New York state Attorney General Barbara Underwood filed a lawsuit against the U.S. Department of Labor on Thursday over an effort by the Trump administration she said is aimed at hampering the administration of the Affordable Care Act (ACA).
Underwood, leading a coalition of 12 state attorneys general, wants the department to reverse a rule allowing small businesses and self-employed individuals to collectively participate in an "association health plan" (AHP), or multi-state, multi-employer health plan.
In the past, employers could join single-state AHPs, but not multi-state AHPs.
The Trump administration promulgated the rule in June, saying the AHP program could help employers save money on health benefits. The new AHP regulations could help employers provide health coverage without complying with all ACA coverage requirements.
"You're going to save massive amounts of money and have much better health care," Trump said in June.

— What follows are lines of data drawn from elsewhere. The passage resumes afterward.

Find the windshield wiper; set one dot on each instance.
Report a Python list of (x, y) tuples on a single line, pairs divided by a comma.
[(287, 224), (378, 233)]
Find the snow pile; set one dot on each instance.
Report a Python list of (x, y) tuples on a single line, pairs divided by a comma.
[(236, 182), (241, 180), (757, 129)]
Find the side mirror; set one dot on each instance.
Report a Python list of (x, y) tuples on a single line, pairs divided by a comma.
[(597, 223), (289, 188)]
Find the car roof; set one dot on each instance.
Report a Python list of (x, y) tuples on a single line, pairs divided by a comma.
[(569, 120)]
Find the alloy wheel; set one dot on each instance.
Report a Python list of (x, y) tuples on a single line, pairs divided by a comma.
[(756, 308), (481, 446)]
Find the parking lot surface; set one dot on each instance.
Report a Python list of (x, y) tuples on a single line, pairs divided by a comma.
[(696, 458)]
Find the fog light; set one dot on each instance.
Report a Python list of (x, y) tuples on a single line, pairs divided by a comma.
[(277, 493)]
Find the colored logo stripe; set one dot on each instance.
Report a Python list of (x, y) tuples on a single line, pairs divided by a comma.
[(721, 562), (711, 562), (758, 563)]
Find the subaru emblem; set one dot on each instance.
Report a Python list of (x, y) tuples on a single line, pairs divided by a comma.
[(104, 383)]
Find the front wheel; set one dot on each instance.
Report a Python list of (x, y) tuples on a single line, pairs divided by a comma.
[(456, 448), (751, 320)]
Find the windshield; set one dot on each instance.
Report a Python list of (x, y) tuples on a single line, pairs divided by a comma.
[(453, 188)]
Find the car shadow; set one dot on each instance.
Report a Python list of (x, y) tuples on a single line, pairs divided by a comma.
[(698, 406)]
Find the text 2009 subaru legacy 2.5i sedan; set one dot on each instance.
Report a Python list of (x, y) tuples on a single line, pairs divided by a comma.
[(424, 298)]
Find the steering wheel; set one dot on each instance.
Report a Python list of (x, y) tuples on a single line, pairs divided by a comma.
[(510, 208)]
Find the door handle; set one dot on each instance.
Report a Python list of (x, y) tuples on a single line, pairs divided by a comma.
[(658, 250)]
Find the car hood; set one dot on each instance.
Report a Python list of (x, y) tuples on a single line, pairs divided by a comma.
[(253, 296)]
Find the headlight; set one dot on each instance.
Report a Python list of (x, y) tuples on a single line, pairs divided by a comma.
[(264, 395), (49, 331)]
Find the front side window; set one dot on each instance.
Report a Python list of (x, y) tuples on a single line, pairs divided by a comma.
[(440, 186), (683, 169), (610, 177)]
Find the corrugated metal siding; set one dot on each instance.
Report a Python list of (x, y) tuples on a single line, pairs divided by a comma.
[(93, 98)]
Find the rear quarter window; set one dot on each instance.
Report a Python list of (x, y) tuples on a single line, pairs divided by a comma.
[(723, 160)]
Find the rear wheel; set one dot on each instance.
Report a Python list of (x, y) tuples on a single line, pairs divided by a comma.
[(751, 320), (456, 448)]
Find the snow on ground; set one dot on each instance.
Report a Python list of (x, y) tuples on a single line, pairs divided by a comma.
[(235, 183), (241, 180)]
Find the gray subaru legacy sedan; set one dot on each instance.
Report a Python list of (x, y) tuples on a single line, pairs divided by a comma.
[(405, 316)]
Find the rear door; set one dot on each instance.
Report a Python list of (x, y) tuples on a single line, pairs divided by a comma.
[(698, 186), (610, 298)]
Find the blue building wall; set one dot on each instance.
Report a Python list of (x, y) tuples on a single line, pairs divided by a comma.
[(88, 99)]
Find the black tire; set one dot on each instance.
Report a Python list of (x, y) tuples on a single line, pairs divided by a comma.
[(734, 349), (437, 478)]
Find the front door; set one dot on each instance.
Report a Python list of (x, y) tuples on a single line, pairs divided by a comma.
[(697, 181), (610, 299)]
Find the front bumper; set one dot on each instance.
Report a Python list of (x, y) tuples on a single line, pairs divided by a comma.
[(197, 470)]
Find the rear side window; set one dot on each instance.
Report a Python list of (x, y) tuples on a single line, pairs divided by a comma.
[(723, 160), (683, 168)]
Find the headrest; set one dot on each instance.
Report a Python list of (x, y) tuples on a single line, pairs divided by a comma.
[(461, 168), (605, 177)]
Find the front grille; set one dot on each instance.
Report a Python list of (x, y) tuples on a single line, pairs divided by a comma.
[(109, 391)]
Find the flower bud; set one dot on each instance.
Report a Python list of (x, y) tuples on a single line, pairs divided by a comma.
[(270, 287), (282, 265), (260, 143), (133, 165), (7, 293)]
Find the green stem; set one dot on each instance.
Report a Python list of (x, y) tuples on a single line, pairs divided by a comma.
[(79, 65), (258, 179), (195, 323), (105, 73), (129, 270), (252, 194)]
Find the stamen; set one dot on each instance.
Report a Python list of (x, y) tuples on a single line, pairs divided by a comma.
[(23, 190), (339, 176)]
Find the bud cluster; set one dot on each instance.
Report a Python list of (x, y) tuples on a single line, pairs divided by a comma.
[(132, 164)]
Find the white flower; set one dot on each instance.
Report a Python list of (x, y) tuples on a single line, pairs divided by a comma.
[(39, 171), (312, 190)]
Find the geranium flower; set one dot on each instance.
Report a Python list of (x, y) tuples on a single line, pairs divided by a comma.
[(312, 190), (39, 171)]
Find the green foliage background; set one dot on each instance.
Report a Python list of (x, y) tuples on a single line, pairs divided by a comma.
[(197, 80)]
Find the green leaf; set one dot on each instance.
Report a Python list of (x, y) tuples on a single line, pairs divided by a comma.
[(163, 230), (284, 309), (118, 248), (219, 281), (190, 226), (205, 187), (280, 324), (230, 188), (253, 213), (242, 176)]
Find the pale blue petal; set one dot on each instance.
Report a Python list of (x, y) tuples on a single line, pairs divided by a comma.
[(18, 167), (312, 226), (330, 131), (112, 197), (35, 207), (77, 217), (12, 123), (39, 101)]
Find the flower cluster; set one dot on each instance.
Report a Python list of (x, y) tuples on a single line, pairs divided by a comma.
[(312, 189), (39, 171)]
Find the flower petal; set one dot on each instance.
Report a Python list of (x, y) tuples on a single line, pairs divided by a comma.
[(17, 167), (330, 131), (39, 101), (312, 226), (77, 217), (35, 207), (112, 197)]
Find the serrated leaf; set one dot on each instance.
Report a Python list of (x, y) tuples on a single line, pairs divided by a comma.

The attorney general coalition is arguing the opposite. They say the AHP rule will cause many relatively low-risk employers to leave the traditional health insurance market. That would drive up the cost of health coverage for the employers that stay in the traditional health insurance market, the coalition says.
"The Trump administration's AHP Rule is nothing more than an unlawful end run around the consumer protections enshrined in the Affordable Care Act — part of President Trump's continued efforts to sabotage our health care system," Underwood said in a statement about the suit. "Our lawsuit today seeks to safeguard federal protections under the ACA that help guarantee access to quality, affordable health care."
The ACA provides different benefits and underwriting rules for small employers' health plans than for large employers' plans.
Letting small groups define themselves as being a part of a large group would keep small employers, and those employers' employees, from coming under the small-group rules, and that would go against the intentions of the ACA drafters, the coalition says.